打架和翻墙性质不一样,一个会在放学时候打架的男生,大部分人都不敢靠近。
关注的人更多,但敢上前的人少了。
之后林折夏几次去一班找他,总能发现其他班同学打量的眼神。迟曜有时候拎着水往外走,去办公室途中,很多人会小心翼翼避开他,但又在跟他擦肩而过之后,回过头偷偷张望。
鬼使神差地,她登录学校论坛,点进关于迟曜的讨论帖。
最近发言千篇一律都是:[他,好,帅,但我现在连看都不太敢看他。]
[楼上的,你不是一个人。]
[虽然说这话不太好,但我还挺想看帅哥打架的……]
[散了吧散了吧,远远看一眼得了。]
……
林折夏难得注册了一个小号,匿名在楼里留下一句回复:他其实真的是见义勇为,不是你们想的那样。
但这句评论压根没人理会,很快石沉大海。
-
夏天过去,天气渐渐转凉。
不知道从什么时候起,蝉鸣声彻底消失,树叶泛黄,气温不断骤降。
很快学校里人都越穿越厚,换上厚重的二中冬季校服,冬季校服只有一件大红色的加厚外套,裤子可以穿自己的。
在林折夏把自己裹得严严实实的时候,迟曜却跟不怕冷似的,外套里面只穿了件单薄的毛衣,整个人依旧显得清瘦,下身穿了条牛仔裤,腿又长又细。
“你不冷吗?”上学路上,林折夏忍不住问。
“你是不是故意的,”她说,“在大家都穿得那么臃肿的时候,为了耍帅,故意穿少。”
迟曜看了她一眼。
眼前的女孩子因为怕冷,大半张脸埋进米色围巾里,只露出一双清凌凌的眼睛。
“我有病?”
“……说不准,你可能确实有病呢。”
林折夏越想越觉得是这么回事:“其实你已经冻得不行了,但是为了面子,你在强忍寒冷,故作姿态。”

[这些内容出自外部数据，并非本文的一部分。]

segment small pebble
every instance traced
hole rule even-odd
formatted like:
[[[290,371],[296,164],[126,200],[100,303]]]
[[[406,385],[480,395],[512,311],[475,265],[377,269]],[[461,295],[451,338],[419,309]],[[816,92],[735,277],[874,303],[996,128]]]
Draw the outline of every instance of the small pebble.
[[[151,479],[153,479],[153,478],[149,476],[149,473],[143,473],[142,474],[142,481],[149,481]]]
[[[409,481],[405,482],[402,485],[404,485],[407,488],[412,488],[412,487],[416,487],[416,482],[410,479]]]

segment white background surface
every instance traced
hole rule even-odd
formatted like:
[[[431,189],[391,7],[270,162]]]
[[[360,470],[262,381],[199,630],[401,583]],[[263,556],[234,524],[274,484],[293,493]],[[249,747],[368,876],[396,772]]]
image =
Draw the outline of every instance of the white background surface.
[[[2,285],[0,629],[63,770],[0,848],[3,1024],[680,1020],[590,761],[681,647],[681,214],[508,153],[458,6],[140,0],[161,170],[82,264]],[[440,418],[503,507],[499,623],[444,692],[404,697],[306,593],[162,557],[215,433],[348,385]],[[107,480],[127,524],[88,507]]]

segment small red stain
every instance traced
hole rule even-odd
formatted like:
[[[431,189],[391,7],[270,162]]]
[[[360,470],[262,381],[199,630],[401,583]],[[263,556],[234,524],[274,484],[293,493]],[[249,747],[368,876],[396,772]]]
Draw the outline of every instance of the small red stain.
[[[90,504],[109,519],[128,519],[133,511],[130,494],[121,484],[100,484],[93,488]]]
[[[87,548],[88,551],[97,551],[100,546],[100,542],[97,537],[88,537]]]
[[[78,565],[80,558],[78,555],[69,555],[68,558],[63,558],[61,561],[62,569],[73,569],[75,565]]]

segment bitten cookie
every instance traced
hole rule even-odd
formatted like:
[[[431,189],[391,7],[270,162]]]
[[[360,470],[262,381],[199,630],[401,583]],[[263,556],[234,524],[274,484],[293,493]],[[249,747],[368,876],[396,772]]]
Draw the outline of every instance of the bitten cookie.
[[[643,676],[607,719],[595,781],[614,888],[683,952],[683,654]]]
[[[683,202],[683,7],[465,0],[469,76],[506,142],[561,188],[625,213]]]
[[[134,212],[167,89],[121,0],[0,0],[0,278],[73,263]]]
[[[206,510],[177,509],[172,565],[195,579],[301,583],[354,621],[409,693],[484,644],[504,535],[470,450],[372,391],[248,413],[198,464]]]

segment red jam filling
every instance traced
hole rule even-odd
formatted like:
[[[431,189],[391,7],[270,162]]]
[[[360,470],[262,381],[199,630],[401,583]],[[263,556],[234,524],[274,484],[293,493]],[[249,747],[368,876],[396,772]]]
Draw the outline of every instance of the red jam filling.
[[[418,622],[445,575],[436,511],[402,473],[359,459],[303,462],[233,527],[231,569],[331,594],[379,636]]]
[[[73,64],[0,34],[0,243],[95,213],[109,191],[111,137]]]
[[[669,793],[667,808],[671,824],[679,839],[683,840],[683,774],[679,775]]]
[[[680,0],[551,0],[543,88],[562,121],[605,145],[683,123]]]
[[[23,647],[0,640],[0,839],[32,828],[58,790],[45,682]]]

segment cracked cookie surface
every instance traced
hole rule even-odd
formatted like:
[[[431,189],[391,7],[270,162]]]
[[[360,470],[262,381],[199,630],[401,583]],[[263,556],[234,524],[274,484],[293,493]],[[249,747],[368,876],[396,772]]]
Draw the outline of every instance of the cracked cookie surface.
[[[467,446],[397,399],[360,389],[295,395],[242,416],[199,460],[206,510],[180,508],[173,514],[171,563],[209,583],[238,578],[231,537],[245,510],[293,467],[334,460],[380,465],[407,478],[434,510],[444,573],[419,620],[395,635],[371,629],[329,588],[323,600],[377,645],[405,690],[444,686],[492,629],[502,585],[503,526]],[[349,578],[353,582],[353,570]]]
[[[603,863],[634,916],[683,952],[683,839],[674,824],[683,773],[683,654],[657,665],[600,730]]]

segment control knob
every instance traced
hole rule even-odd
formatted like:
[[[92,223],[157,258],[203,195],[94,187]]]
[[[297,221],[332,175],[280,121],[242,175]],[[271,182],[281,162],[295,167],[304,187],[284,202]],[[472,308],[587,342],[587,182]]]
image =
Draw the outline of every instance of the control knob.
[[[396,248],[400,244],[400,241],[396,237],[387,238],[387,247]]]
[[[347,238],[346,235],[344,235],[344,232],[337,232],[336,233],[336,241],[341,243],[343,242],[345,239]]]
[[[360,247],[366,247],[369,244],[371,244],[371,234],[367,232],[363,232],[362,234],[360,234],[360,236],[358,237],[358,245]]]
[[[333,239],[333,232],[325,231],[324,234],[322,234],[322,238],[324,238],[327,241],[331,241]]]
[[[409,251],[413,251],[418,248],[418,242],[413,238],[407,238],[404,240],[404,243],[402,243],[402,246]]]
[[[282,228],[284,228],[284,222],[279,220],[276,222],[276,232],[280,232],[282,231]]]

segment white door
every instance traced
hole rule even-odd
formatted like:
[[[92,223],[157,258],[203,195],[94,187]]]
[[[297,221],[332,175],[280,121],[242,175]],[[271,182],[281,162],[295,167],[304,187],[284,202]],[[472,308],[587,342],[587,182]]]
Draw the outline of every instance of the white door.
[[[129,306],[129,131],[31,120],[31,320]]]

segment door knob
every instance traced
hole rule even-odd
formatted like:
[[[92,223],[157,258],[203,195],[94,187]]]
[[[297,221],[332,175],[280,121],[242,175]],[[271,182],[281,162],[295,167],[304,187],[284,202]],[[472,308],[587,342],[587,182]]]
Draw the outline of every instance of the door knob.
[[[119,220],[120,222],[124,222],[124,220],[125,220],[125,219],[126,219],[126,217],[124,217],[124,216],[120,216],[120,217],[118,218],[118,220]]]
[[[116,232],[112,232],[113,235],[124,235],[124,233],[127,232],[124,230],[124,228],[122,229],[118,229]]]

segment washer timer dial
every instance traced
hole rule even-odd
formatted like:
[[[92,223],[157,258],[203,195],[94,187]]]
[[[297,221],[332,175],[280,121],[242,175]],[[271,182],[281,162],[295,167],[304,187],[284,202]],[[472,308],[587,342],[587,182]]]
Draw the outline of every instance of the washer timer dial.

回应她的是迟曜的一声冷笑:“这天气,你还是先担心自己有没有被冻坏脑子。”
林折夏想亲手验证一下:“你把手伸出来。”
迟曜觉得她无聊,但还是将一只手伸向她。
林折夏碰了碰他的手背,发现居然真的不冷。
她难以置信地又碰了一下。
这一下停留地更久一些。
足够她留意到迟曜手上留下的那道很浅的疤痕,以及,少年温热的手背温度。
这温度莫名让她想起之前给迟曜上药的片段。
“……”林折夏收回手,说话间呼出的热气打在羊绒围巾上,掀起一阵热气,热气一路窜到耳根,“那什么,车来了。”
期末考前的时间过得很快。
学习课本,复习知识点,期间夹杂着一次月考,很快就迎来期末考。
天气太冷,林折夏打着喷嚏,感着冒,考了三天试。
她考完试领寒假假期作业,昏昏沉沉地到家埋头就睡。
睡得迷迷糊糊地,听见林荷进她房间说:“夏夏,我和你魏叔叔明天要去趟隔壁市。”
她依稀记得有这么回事。
魏平要去隔壁市出差几天,林荷也请了假跟他一起去,两个人难得出去“旅游”一次。
“你自己在家里待着,我给你包了饺子,自己下着吃,还有面条什么的,冰箱里都有。”
“注意安全,门窗关好,出门记得带钥匙,不然没人给你开门——千万记得。”
林荷不断说着注意事项。
林折夏应了一声。
等她一觉睡醒,家里只剩下她一个人。
她打开冰箱,对着那几排包好的饺子,沉思许久,然后掏出手机给迟曜发消息。
-滴滴滴。
-你吃过晚饭了么?
-没有的话,我们一起吃吧??(^??^*)。
十分钟后。
林折夏坐在迟曜家餐桌上,拿着筷子,望着厨房。
厨房里,只穿着件毛衣的迟曜在往雾气翻腾的锅里下饺子,那只抡过三个人的手,正捏着饺子往锅里放。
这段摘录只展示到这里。